The push to enhance Australia's sovereign capability to manufacture vaccines and medicines just got busier with the Queensland government announcing $20 million for a new facility at the Woolloongabba medical precinct in Brisbane.
It has followed Victoria and the federal government in announcing plans to encourage the construction of new manufacturing capability with the goal of reducing Australia's reliance on imported vaccines and medicines.
Queensland's Translational Research Institute (TRI) was announced as part of a $1.84 billion jobs fund.
Announcing the new fund, deputy premier Steven Miles said, "Our researchers are inventing new products, treatments and vaccines through the TRI.
“With the Translational Manufacturing Institute we can make sure they don’t just invent those innovations here, but they can manufacture them and push them through clinical trials.” He said the TRI could support 500 jobs over ten years.
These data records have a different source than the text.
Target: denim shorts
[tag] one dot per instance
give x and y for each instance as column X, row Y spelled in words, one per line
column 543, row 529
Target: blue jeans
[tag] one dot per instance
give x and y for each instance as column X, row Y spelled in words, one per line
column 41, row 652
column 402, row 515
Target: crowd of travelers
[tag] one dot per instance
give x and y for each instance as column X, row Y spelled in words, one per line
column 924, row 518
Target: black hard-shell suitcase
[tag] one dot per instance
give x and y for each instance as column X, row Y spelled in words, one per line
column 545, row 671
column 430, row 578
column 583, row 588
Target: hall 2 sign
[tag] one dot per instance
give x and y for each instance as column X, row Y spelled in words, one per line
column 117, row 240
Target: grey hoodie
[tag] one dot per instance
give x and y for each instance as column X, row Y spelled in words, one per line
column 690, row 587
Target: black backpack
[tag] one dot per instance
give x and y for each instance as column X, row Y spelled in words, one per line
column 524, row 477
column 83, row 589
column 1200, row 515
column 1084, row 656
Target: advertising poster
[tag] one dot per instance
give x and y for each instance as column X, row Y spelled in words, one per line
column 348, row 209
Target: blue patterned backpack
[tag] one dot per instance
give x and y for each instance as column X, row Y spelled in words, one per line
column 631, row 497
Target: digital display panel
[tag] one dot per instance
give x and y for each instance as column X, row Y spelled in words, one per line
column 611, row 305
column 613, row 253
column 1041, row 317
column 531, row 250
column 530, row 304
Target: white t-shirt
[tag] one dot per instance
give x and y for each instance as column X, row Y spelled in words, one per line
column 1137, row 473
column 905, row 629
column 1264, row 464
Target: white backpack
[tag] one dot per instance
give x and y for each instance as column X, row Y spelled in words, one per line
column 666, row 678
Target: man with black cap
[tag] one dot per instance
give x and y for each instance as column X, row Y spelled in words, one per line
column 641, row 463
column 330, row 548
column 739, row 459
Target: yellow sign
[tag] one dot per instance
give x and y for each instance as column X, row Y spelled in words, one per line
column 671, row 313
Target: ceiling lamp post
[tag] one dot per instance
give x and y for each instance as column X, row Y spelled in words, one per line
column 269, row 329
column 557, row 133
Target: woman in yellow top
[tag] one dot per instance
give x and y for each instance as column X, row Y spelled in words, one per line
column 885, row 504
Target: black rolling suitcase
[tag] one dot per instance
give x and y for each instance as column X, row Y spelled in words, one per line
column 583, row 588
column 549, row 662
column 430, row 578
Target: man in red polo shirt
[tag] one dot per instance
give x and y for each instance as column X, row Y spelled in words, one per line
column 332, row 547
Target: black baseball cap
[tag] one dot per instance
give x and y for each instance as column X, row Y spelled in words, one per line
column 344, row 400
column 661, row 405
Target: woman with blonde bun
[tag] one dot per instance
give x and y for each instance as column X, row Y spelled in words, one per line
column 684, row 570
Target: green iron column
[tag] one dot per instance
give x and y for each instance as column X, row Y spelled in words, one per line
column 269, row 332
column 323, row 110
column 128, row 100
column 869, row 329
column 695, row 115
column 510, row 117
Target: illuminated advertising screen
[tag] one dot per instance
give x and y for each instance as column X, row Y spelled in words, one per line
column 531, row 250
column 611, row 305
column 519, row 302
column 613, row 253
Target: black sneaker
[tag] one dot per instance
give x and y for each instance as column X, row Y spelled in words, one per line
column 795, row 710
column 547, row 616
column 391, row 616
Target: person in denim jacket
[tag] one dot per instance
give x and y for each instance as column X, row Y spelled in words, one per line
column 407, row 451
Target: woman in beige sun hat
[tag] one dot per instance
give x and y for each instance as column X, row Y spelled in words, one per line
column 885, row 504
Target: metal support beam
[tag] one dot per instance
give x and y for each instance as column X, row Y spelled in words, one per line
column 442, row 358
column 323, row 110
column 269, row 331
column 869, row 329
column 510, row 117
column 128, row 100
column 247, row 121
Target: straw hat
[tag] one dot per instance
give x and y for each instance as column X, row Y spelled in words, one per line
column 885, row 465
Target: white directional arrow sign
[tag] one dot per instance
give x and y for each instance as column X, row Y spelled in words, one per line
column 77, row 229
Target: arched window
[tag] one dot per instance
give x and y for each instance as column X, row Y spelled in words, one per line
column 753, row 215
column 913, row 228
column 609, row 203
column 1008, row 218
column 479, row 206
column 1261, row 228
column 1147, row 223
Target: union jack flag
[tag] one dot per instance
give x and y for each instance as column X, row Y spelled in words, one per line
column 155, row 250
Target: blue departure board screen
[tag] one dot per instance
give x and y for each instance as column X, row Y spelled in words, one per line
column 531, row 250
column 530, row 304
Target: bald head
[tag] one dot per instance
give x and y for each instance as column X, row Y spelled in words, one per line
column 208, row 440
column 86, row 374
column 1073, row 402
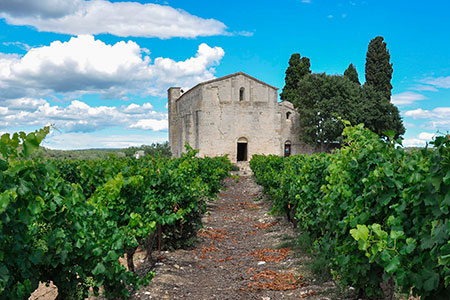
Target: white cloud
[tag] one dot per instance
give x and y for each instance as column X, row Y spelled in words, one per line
column 419, row 141
column 424, row 87
column 418, row 113
column 151, row 124
column 406, row 98
column 40, row 8
column 99, row 16
column 87, row 65
column 437, row 113
column 68, row 141
column 79, row 116
column 438, row 82
column 439, row 118
column 20, row 45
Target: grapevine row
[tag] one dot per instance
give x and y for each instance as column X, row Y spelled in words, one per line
column 375, row 211
column 69, row 222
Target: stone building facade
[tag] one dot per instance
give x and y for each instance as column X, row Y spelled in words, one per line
column 237, row 115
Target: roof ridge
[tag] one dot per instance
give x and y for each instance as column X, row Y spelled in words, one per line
column 225, row 77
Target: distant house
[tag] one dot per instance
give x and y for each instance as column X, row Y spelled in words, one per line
column 237, row 115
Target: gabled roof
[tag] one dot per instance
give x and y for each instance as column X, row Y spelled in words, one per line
column 226, row 77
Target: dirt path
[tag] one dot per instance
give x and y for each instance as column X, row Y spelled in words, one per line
column 239, row 256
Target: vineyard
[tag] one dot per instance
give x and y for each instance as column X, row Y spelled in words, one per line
column 69, row 222
column 377, row 213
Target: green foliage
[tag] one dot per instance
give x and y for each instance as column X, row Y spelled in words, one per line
column 297, row 69
column 323, row 99
column 69, row 221
column 378, row 67
column 377, row 114
column 352, row 74
column 376, row 212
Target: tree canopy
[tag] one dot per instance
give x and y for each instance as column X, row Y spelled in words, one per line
column 322, row 100
column 297, row 69
column 378, row 67
column 352, row 74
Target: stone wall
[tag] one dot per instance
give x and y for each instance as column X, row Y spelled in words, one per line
column 214, row 115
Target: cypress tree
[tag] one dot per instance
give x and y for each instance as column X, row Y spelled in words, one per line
column 297, row 69
column 378, row 67
column 352, row 74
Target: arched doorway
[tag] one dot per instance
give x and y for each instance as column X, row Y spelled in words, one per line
column 242, row 145
column 287, row 148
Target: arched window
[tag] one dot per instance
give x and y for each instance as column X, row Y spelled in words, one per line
column 241, row 94
column 287, row 148
column 242, row 144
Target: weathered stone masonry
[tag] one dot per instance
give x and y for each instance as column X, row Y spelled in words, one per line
column 237, row 115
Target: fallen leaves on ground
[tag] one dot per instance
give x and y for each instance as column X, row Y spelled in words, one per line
column 209, row 249
column 275, row 281
column 271, row 255
column 307, row 294
column 214, row 234
column 265, row 225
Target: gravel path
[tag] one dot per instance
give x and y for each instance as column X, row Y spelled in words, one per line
column 239, row 256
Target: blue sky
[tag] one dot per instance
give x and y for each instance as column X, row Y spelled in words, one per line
column 99, row 70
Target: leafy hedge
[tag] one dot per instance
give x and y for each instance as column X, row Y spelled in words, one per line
column 70, row 221
column 376, row 211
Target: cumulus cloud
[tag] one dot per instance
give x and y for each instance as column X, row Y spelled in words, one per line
column 438, row 82
column 439, row 118
column 40, row 8
column 123, row 18
column 85, row 65
column 69, row 141
column 79, row 116
column 437, row 113
column 419, row 141
column 406, row 98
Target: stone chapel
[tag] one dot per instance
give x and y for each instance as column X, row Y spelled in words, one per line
column 237, row 115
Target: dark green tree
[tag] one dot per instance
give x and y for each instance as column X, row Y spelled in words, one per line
column 352, row 74
column 323, row 99
column 377, row 114
column 297, row 69
column 378, row 67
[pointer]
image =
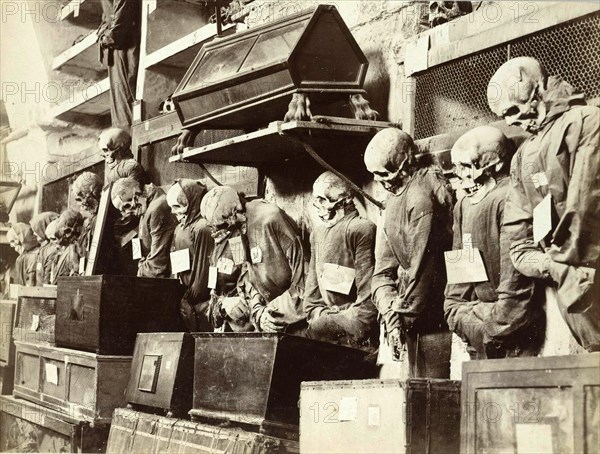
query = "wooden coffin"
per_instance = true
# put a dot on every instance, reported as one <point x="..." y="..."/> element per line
<point x="547" y="404"/>
<point x="81" y="385"/>
<point x="103" y="314"/>
<point x="132" y="432"/>
<point x="7" y="378"/>
<point x="36" y="315"/>
<point x="27" y="427"/>
<point x="162" y="373"/>
<point x="8" y="312"/>
<point x="254" y="378"/>
<point x="391" y="416"/>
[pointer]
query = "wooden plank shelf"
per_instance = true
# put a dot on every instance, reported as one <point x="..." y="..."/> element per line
<point x="81" y="59"/>
<point x="87" y="13"/>
<point x="277" y="142"/>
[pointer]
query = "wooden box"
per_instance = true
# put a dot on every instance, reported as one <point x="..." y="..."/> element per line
<point x="132" y="432"/>
<point x="8" y="313"/>
<point x="247" y="80"/>
<point x="547" y="404"/>
<point x="36" y="315"/>
<point x="103" y="314"/>
<point x="162" y="372"/>
<point x="254" y="378"/>
<point x="82" y="385"/>
<point x="27" y="427"/>
<point x="391" y="416"/>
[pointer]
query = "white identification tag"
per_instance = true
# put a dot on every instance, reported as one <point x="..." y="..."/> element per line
<point x="136" y="249"/>
<point x="337" y="278"/>
<point x="225" y="265"/>
<point x="51" y="373"/>
<point x="180" y="261"/>
<point x="237" y="250"/>
<point x="542" y="219"/>
<point x="256" y="254"/>
<point x="539" y="179"/>
<point x="212" y="277"/>
<point x="465" y="266"/>
<point x="35" y="322"/>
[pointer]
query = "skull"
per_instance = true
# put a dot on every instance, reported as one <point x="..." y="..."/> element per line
<point x="129" y="197"/>
<point x="331" y="195"/>
<point x="114" y="144"/>
<point x="87" y="189"/>
<point x="51" y="232"/>
<point x="69" y="226"/>
<point x="178" y="202"/>
<point x="479" y="157"/>
<point x="224" y="212"/>
<point x="515" y="93"/>
<point x="442" y="12"/>
<point x="389" y="156"/>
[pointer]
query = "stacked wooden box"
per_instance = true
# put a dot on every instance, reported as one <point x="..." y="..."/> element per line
<point x="73" y="347"/>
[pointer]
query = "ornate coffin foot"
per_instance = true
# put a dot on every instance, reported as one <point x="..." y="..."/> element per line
<point x="185" y="139"/>
<point x="361" y="109"/>
<point x="299" y="108"/>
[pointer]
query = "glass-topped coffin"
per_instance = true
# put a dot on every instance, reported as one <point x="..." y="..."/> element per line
<point x="247" y="80"/>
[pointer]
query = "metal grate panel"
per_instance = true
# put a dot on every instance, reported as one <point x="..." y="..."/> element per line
<point x="452" y="96"/>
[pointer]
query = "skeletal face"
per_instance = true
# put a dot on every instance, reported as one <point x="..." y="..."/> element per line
<point x="477" y="157"/>
<point x="178" y="202"/>
<point x="387" y="157"/>
<point x="330" y="194"/>
<point x="131" y="203"/>
<point x="441" y="12"/>
<point x="514" y="93"/>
Mr Miles said the state could not wait for the federal government on “sovereign manufacturing capability”.
The federal government is currently running an 'approach to market' for companies or organisations to construct an mRNA manufacturing facility. In November last year, it also signed a $1.8 billion deal with CSL for the construction of a cell-based pandemic vaccine construction facility in Melbourne.
Mr Miles said the $20 million in support could lead Queensland to become a vaccine manufacturing location for the whole country.
“We want to keep growing the state’s biomedical sector, which already employs more than 10,000 people across more than 1200 companies,” he said. “From the very start of the pandemic, Queenslanders have shown the world the capability of our biomedical research and development.”